While the Commonwealth does encourage collaboration between schools and employers, the career readiness system remains focused on short-term pathways and programs. There is less emphasis on actual labor market opportunities and outcomes. This is evidenced by Virginia students’ relatively low participation in WBL. In 2020–21, only 18% of Virginia students who concentrated in CTE participated in WBL, compared to 38% of students in Georgia. When schools do engage with employers, this usually occurs in an ad hoc fashion, without guidelines or oversight. The lack of consistent involvement by employers and important career readiness activities such as career talks can lead to mismatches between student education and experiences and employer needs. Students may leave the K-12 system without understanding the breadth of career opportunities available to them.

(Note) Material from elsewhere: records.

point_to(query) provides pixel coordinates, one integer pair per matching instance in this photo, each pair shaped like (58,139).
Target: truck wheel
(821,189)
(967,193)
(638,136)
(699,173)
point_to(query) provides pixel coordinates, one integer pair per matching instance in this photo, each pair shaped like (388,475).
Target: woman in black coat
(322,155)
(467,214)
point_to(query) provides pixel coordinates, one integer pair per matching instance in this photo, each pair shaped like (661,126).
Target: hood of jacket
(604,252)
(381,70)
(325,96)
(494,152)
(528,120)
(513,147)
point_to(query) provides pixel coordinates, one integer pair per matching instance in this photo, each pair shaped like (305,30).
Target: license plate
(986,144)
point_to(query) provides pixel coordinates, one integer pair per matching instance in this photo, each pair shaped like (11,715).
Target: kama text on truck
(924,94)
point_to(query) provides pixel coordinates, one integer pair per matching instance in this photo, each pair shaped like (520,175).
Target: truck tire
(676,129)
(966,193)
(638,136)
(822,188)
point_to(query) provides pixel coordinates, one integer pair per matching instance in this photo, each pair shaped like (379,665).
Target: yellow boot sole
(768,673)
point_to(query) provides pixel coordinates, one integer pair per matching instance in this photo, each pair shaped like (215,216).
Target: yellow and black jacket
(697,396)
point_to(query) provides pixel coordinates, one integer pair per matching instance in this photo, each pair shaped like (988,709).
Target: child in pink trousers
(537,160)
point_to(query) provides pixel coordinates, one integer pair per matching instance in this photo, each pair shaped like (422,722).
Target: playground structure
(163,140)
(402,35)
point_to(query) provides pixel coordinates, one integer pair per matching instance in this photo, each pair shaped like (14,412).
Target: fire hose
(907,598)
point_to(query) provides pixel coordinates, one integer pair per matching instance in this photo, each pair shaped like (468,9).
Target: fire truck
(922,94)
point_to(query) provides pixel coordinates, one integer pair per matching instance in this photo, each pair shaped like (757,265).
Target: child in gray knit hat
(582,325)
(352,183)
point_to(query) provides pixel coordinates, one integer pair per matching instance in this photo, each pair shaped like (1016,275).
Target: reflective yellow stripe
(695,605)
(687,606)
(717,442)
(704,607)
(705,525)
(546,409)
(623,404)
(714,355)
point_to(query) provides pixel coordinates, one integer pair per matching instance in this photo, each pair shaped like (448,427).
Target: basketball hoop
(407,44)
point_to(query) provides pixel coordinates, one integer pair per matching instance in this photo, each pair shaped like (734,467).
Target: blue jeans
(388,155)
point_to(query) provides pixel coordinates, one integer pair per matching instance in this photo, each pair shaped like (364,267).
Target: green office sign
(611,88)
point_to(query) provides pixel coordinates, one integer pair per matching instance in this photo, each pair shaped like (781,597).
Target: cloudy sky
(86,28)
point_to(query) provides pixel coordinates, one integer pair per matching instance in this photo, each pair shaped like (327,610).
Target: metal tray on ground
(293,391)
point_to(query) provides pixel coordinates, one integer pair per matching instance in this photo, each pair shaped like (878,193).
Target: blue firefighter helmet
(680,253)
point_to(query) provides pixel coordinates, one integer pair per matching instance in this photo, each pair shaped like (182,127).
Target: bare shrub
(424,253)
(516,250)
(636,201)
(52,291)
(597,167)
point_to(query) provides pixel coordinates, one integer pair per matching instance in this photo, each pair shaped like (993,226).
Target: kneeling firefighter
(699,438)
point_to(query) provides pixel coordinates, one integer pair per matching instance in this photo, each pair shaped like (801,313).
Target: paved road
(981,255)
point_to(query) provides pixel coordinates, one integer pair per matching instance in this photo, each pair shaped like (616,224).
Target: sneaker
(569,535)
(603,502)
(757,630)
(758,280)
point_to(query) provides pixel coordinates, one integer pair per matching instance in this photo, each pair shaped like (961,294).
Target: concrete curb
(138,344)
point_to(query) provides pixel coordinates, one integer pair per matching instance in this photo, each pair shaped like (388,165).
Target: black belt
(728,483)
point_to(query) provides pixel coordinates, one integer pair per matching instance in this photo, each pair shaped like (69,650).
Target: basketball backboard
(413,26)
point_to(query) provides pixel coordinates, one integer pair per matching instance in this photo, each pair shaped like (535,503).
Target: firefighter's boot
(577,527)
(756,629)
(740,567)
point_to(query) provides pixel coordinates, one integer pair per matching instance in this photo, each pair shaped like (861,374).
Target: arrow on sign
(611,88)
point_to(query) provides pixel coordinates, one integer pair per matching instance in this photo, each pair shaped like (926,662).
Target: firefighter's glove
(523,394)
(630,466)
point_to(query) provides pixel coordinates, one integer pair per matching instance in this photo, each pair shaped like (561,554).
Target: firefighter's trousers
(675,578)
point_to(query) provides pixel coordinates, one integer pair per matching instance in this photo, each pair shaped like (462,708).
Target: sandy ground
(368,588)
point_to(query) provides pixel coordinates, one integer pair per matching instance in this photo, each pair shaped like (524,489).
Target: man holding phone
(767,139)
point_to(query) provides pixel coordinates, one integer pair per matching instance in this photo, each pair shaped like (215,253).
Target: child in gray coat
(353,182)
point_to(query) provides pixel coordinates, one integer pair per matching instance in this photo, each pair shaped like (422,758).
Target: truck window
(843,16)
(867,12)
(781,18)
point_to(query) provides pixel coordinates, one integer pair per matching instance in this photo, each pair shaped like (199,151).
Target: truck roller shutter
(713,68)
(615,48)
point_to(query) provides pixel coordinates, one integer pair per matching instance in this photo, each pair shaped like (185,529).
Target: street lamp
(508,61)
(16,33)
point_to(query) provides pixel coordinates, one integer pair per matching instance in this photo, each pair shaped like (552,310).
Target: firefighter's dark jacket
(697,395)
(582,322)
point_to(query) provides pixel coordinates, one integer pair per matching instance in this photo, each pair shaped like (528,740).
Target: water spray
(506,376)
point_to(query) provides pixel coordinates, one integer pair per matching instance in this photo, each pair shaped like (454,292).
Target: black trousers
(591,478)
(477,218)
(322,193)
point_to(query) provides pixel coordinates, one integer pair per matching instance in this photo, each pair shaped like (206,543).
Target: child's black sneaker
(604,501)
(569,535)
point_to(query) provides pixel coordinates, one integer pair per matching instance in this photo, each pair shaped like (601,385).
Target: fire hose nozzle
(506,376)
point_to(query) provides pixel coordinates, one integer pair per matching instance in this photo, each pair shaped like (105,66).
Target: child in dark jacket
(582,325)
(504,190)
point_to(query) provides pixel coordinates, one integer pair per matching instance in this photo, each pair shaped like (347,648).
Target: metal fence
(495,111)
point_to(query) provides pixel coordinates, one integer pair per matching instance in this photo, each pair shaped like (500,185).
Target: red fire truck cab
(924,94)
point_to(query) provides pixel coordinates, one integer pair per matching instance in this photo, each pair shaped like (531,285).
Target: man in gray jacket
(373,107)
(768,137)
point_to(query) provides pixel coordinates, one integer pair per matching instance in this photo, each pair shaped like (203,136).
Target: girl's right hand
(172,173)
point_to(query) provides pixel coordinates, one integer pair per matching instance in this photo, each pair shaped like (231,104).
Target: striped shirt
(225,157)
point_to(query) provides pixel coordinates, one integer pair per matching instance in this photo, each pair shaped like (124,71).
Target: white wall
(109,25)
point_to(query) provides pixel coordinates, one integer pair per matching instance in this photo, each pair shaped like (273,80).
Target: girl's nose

To increase employer involvement with the career readiness system, OECD recommends that Virginia reach out to employers to explain why offering WBL or other career readiness activities will benefit their businesses. The Commonwealth should also mitigate barriers that limit employer engagement. Legal age restrictions limit minors’ access to apprenticeships and internships. Businesses may also lack information about how to participate in the career readiness system, and schools may not have the financial or other resources to reach out to employers. A more coordinated effort among schools, school divisions, and state agencies can facilitate more employer engagement with the career readiness system. In particular, Virginia should leverage online systems to identify potential employers and connect them with schools quickly, easily, and economically.

Recommendation 2

Virginia should consider providing students and families with better information about careers in the skilled trades to increase interest.

The skilled trades (construction and manufacturing) is one of the Commonwealth’s top five in-demand industries, but Virginia students express limited interest in these occupations. Only 9% of respondents to OECD’s survey of high school students (see Brief #3) planned to pursue a job in the skilled trades. Students are influenced by the labor market in their region of the state and their parents’ expectations, and they often lack a broader understanding of job opportunities across the state. Virginia does encourage students to explore the skilled trades through CTE and offers funding for short-term credentials through the WCG, but student interest remains limited.